Students, parents, staff members, and community leaders gathered at the academy on Thursday to honor the civil rights activist and labor organizer, but they also expressed outrage over a proposal by a Tea Party congressman to change the name of Cesar Chavez Day to Border Control Day.
In a tweet March 20, Rep. Louie Gohmert, R-Texas, said he has filed a resolution in the U.S. House to change the name because “Chavez spent his life addressing the harmful effects that illegal migration might have on this country and advocating for a legal immigration process.”
Arizona House Minority Leader Rebecca Rios, D-Phoenix, who was present at the celebration, said Gohmert’s proposal is unnecessary and insulting.
“Today is a day to celebrate Cesar Chavez and his legacy, and for those folks that would like to rename the holiday, I would question their motivation, and I would say they’re manipulating history,” Rios said. “Today is a day that many Latinos are very proud to celebrate on behalf of Cesar Chavez, and we will fight to keep it Cesar Chavez Day.”
Sofia Miranda, an eighth-grader at the academy, also opposes the name switch.
“I wouldn’t support it because I think that the name he has in mind for Cesar Chavez Day, I think it has a negative connotation to it, because nobody wants to hear about borders,” she said. “It’s not about that. It’s about what he did.”
Principal Andrea Groeninger said the commemoration is an annual tradition at the school, taking place just days before Chavez’s birthday, March 31.
“It starts off with an assembly that is student-planned, student-run, student-executed, followed by a parade with all of our district schools, invited guests and dignitaries, and we end with a celebration and carnival for the day,” Groeninger said.
Participants paraded around the school for a mile, cheering, chanting and holding up handmade signs that displayed drawings of Chavez and such messages as “Si, se puede!” (Yes, we can!)
Miranda said that, as someone of Mexican heritage, Chavez is particularly important to her.
“When I read stories about him and what he did, I think of what he did for the farmworkers. He fought for equality,” she said. “My family never had to work on the fields. But if my family were to, I would’ve wanted someone like him to be their voice, to stand up for them.”

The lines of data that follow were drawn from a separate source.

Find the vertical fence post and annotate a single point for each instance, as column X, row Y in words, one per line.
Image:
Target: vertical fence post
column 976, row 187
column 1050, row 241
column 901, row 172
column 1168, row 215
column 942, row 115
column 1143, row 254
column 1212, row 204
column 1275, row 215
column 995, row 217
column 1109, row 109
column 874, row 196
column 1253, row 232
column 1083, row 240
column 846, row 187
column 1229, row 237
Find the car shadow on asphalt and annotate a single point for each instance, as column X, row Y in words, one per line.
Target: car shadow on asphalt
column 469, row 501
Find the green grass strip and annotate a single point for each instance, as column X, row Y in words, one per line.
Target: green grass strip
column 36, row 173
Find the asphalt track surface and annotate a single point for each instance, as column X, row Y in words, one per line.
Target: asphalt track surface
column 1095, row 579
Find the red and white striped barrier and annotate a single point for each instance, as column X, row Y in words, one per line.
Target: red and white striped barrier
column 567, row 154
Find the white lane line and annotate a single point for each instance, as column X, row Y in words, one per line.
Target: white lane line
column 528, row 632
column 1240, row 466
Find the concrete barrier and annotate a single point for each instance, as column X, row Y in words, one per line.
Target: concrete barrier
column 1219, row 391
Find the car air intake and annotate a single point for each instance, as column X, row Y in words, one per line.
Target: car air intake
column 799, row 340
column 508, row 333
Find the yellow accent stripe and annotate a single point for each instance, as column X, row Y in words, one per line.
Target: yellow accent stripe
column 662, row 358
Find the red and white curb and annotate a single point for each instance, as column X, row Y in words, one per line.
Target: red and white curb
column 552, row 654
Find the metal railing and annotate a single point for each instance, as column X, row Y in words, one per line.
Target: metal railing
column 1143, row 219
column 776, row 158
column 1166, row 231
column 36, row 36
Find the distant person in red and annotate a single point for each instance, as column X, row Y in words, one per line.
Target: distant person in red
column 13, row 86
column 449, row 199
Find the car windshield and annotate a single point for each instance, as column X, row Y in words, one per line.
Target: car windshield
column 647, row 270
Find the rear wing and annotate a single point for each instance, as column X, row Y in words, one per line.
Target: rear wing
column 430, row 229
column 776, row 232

Groeninger said when she thinks about Chavez and his legacy, she thinks about her students and their families.
“It’s a legacy of working for people who need a voice and being a voice of people who have often not had a voice she said. And he was successful at doing that and did it through nonviolence, did it through organization, did it through communication, and that is the legacy that we honor.”
Adopting the name Gohmert proposed would unjustly represent Chavez, Groeninger said.
“If we are calling something ‘Border Wall Day,’ we are not talking about unifying, and we’re not talking about bringing people together, we’re talking about doing the opposite of that,” she said.
“I think that that would change the meaning behind Cesar Chavez and his work.”
A vote on Gohmert’s resolution has not been scheduled.